L’avocate de la ministre a confirmé le maintien du statut de témoin assisté à l’issue de cette seconde audition, tout en rappelant que son cliente conteste fermement les accusations portées contre elle. Me Jade Dousselin a précisé qu’une plainte en diffamation avait été déposée contre le journaliste Victor Castanet, auteur d’une enquête sur les dérives présumées dans le secteur des crèches privées.

Les investigations se poursuivent avec l’analyse de supports numériques saisis par les enquêteurs. Les gendarmes de la section de recherches de Paris et trois magistrats examinent particulièrement la relation entre la ministre et Elsa Hervy, déléguée générale de la Fédération française des entreprises de crèches. Cette dernière a été entendue à deux reprises en qualité de témoin simple.

L’information judiciaire avait été ouverte fin janvier suite à un signalement du bureau de l’Assemblée nationale, après que des parlementaires de l’opposition eurent exprimé leurs doutes sur la complétude des déclarations de la ministre.
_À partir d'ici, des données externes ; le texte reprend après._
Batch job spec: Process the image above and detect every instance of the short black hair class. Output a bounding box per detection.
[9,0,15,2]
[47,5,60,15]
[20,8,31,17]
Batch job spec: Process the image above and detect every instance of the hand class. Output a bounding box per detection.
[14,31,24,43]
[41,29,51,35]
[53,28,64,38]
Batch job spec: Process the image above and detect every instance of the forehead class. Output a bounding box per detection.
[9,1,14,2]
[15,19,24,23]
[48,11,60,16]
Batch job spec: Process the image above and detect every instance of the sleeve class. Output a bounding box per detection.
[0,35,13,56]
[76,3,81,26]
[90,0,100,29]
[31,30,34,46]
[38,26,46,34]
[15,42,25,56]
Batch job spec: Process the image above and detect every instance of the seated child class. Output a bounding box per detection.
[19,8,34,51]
Dans son ouvrage, le journaliste Victor Castanet évoquait un « pacte de non-agression » entre les deux femmes, s’appuyant sur un courriel où la ministre qualifiait la lobbyiste de « copine ».

La conseil d’Elsa Hervy et de la FFEC a pour sa part affirmé que les relations entre les deux femmes étaient strictement professionnelles. Les deux parties ont engagé des poursuites pour diffamation contre le journaliste, chacune maintenant sa version des faits devant la justice.